Jarro de agua fría | La Lupa

Real Zaragoza 1 – 2 Osasuna

Una vez más, como en todas las temporadas, llegó el momento de recibir la visita del equipo al que todos, tal cual si se tratase de una mascota, hemos adoptado como rival preferido, como ese querido enemigo que nos sirve de referencia tribal. Un enemigo nacido de la proximidad, que suele ser abastecedora y no escasa, de semejantes circunstancias. Una vez más se invocaron las buenas intenciones institucionales y una vez más, en ambas aficiones, no faltaron los elementos discordantes dispuestos a no dejar crecer esa frágil y aún lejana paz deseada por muchos. En fin, una vez más, nada nuevo bajo el sol.

Salvo en el resultado, claro, porque ahí sí que hubo novedades con respecto a lo que estábamos acostumbrados, no tanto en los enfrentamientos con Atlético Osasuna como en la propia marcha de la liga en sí. Un Real Zaragoza poderoso, dotado de altas prestaciones, y con un rendimiento eficiente en la liga, de hasta dos puntos por partido, se encontraba otra vez ante la oportunidad de dar ese paso fuerte hacia la cima, dados los tropezones de Barcelona y Sevilla. Pero no supo estar por entero a la altura de las circunstancias. Además, tampoco la suerte jugó a su favor.

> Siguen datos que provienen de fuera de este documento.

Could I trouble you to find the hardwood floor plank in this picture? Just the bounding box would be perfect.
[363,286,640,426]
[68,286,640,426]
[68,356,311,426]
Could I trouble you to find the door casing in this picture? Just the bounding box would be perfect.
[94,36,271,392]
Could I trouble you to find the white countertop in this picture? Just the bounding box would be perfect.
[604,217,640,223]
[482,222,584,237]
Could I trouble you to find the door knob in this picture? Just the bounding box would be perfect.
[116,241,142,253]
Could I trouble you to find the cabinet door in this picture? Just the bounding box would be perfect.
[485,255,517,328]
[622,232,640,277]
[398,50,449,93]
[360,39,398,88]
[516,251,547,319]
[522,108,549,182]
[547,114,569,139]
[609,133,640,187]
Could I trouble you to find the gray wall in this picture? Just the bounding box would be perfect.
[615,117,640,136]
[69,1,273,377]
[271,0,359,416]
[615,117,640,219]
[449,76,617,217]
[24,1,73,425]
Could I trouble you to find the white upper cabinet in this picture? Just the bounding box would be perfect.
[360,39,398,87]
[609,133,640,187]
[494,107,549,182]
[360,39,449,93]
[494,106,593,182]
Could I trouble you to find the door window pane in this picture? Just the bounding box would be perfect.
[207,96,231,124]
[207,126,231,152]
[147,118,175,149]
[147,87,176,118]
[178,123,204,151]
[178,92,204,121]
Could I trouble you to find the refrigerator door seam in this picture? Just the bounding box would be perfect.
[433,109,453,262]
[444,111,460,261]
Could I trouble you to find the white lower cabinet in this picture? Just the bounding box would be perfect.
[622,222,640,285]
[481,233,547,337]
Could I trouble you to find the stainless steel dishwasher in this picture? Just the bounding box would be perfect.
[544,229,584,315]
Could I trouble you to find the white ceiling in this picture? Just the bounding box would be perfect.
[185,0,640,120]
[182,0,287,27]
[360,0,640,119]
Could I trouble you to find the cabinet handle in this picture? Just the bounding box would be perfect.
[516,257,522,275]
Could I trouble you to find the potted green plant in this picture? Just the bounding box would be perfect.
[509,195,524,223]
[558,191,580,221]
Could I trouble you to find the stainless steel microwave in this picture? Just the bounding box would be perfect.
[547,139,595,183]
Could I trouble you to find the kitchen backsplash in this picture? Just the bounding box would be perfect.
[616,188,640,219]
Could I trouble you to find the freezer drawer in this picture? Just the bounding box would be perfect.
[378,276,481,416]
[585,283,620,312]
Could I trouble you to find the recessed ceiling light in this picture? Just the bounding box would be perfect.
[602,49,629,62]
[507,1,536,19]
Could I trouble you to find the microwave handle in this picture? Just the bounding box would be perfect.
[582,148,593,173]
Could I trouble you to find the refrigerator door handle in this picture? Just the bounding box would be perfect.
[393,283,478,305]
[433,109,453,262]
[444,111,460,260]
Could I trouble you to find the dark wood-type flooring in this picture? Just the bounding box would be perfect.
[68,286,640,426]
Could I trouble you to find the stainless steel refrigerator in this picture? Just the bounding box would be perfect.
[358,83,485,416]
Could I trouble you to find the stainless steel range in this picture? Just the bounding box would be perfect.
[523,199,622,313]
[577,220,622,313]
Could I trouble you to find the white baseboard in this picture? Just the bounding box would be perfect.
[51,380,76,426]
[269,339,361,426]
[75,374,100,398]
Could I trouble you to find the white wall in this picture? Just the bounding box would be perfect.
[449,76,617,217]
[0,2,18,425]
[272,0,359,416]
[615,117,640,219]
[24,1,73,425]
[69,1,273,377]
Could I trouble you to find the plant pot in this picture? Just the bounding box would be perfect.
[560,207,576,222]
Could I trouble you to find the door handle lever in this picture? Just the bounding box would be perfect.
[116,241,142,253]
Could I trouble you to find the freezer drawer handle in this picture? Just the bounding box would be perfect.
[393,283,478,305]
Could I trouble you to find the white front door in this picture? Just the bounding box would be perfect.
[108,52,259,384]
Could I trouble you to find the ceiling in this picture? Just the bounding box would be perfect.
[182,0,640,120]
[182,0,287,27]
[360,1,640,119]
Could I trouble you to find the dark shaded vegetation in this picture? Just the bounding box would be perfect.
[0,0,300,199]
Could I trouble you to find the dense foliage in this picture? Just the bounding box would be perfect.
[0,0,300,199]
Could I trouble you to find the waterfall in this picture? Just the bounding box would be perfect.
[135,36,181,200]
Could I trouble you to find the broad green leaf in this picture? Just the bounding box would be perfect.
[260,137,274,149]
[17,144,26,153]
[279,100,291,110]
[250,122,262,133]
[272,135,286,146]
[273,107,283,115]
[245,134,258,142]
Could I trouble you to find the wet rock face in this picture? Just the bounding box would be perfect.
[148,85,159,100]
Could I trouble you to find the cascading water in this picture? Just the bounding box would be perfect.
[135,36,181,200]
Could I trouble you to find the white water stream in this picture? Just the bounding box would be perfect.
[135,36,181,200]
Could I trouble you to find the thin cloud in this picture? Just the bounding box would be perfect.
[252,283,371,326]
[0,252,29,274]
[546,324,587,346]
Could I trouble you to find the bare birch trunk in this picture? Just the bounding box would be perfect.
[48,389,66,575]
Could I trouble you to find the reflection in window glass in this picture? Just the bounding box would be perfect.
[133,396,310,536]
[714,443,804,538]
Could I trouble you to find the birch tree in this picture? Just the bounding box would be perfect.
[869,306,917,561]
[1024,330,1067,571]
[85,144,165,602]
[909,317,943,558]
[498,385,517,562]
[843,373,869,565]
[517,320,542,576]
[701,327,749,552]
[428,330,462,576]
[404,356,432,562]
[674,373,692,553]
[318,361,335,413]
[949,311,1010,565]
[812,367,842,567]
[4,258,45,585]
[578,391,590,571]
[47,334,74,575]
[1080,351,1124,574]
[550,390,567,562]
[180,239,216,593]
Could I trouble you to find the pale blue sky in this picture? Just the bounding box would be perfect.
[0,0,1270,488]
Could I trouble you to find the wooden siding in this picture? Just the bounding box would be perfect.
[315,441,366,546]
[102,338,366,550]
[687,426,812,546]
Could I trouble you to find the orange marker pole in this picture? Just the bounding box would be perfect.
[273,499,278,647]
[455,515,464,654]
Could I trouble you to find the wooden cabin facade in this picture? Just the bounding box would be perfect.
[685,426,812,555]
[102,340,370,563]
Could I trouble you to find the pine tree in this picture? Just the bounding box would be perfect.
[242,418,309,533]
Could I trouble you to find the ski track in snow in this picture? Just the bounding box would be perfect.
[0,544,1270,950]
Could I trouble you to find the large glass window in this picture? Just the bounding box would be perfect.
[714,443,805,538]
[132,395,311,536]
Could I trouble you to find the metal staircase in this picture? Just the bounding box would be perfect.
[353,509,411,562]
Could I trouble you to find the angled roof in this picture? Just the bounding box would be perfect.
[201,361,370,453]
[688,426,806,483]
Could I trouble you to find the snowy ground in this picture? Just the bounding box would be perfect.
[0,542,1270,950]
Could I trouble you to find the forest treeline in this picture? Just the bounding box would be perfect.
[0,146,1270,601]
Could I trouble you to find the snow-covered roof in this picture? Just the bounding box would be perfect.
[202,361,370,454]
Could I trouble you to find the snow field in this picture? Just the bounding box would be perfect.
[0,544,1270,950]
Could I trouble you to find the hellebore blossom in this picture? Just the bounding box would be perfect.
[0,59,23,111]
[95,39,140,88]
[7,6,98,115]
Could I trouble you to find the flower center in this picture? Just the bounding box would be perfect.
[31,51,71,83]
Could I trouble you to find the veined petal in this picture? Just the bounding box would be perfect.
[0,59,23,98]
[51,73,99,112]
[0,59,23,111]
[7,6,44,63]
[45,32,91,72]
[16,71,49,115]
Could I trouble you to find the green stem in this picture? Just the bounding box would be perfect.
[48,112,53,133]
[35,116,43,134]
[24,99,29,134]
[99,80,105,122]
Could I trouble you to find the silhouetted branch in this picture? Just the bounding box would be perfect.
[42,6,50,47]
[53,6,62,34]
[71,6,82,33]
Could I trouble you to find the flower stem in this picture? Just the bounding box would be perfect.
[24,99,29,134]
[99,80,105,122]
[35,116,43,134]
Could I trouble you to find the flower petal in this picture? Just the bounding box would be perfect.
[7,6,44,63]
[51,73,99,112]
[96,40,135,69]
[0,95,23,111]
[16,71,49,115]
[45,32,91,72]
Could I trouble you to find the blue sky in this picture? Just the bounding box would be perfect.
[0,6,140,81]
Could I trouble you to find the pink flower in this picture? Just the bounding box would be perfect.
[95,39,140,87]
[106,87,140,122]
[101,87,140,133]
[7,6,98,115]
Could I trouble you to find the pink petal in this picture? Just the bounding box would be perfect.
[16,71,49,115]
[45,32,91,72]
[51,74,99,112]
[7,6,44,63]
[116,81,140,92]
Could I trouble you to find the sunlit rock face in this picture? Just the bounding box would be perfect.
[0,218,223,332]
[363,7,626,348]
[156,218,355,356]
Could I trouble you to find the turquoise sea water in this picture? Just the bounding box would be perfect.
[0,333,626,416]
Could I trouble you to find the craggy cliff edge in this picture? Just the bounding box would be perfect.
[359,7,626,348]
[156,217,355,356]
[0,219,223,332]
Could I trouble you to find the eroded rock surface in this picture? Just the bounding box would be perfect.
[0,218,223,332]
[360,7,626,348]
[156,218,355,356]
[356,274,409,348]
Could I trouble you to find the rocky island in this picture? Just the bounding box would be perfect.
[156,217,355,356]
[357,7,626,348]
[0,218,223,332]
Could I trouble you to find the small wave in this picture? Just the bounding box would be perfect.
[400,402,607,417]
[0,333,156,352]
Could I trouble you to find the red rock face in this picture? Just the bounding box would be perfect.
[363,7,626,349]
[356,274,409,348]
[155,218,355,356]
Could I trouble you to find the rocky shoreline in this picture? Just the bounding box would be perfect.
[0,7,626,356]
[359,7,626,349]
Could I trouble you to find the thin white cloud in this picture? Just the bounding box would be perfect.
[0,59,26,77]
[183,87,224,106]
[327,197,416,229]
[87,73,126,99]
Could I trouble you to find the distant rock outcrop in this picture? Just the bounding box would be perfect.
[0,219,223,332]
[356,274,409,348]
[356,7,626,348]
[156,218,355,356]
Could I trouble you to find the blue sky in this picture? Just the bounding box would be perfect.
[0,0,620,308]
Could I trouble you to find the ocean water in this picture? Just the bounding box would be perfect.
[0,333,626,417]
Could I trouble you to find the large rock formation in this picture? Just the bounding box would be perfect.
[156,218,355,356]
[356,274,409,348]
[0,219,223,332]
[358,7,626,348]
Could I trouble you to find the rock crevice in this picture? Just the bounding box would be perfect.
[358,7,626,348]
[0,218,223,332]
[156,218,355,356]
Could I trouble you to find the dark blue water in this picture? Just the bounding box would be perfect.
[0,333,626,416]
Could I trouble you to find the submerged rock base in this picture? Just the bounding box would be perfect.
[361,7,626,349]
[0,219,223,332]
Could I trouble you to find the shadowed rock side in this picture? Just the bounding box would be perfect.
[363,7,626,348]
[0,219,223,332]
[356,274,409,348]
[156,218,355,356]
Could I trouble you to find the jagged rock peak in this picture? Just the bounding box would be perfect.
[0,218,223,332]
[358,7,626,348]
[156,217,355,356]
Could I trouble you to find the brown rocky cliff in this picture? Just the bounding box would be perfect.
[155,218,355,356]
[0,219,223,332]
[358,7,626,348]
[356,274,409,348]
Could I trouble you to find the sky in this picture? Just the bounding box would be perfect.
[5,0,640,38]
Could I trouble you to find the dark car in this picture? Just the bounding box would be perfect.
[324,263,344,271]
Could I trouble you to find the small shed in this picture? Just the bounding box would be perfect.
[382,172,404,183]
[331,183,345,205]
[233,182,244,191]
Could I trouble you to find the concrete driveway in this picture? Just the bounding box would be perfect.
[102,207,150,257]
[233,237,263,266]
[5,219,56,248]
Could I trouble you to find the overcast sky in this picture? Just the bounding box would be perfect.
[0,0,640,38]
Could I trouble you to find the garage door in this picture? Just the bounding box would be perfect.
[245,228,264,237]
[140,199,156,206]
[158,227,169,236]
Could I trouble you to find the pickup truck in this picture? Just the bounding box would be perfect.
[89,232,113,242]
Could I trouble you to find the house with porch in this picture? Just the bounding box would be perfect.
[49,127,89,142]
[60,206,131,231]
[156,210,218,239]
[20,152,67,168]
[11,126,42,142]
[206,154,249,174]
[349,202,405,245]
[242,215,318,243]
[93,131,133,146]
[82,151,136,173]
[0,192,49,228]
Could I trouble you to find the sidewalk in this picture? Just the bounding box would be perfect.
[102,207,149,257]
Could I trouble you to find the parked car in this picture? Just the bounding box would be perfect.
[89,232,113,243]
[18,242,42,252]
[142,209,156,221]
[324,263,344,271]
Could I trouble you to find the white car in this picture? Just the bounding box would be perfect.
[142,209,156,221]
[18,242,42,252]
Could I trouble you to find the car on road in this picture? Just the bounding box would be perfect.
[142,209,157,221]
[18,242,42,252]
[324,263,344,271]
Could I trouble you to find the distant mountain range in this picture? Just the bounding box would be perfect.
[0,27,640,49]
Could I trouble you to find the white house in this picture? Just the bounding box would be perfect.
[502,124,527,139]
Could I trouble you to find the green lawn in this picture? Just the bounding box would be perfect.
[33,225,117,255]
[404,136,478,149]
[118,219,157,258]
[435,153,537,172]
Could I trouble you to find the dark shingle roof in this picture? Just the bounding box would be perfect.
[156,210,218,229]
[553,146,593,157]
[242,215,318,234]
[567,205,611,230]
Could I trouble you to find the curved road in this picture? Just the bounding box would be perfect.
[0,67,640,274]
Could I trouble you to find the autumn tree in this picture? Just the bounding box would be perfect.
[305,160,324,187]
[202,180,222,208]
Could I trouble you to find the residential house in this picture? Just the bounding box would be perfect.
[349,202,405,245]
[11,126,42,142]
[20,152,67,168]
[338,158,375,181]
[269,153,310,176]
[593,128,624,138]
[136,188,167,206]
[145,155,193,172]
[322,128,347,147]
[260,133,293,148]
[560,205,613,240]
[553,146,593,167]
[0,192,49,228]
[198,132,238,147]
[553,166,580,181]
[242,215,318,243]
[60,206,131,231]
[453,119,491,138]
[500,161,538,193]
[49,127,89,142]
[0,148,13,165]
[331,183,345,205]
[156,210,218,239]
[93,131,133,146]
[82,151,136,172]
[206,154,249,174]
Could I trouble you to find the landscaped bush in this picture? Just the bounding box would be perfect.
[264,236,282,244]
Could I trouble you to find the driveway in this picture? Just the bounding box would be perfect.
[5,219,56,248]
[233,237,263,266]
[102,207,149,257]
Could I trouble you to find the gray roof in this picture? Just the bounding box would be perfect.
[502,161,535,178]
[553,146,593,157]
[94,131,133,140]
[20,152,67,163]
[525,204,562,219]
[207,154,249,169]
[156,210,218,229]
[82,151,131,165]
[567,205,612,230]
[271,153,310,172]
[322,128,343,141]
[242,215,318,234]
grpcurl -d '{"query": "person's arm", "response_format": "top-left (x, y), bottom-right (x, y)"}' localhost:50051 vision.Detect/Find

Era un partido aparentemente fácil, una ocasión para sumar puntos y de hecho empezó según el patrón clásico de dominio local, plasmado en ataques sucesivos, uno de los cuales fructificó en un gran gol de Diego Milito. Osasuna jugaba a lo suyo: estructura defensiva, contragolpe y a ver qué pasa. La segunda parte fue melón amargo. El aparente dominio zaragocista se transformó en intermitente y declinó como el ocaso hasta convertir el encuentro en un grisáceo y nada halagüeño presagio.

Faltando media hora ya se le hacía al equipo tan cuesta arriba el juego, que parecía que no ibamos a llegar. El equipo resultaba por momentos ahogado ante los navarros, a quienes les bastó dar un paso adelante en el centro del campo para acabar con las ideas locales. Se notó la ausencia de Zapater, siempre concentrado y combativo. Movilla estuvo bastante activo, pero desgraciadamente, no está en su mejor nivel, y la suplencia, lejos de estimularle, parece restarle ánimos. Ya fuera por la presión del rival, por un mal momento, o por su natural, Movilla no pudo echarse el equipo a las espaldas. Por su parte, Leonardo Ponzio, a quien no se le puede exigir más derroche y esfuerzo, parece marcado por el signo del gafe. El segundo gol es un injusto castigo a su sacrificio. Pero así es la vida.

En casi todas las temporadas sale un partido horrible (al menos), para olvidar, que permanece en el recuerdo de los aficionados como una muestra de lo mal que puede ir todo. Esta vez no podemos echarle la culpa al árbitro, que no necesitó emplear contra nosotros las negras artes. Cierto es que ni el Zaragoza mereció perder, ni Osasuna mereció siquiera empatar, pero también es cierto que llevábamos algunos partidos como local, tentando a la fortuna (recuérdese al Tarragona) y que algún jarro de agua fría podía caer.

Lo importante es que este partido quede como didáctica muestra para envites venideros, y que las lecciones recibidas no caigan en saco roto. Máxime ahora cuando aguardan en el calendario, de aquí a mitad de liga, contrincantes como Madrid, Sevilla, Valencia o Bilbao. De los resultados de esos enfrentamientos (y por supuesto del próximo contra Racing) dependerá mucho que lo del domingo pasado fuera un simple y momentaneo despertar, una simple interrupción y no el final, de ese sueño de gloria del que todos los zaragocistas, los que somos y los que serán, querremos seguir disfrutando, y al que no estamos dispuestos a renunciar.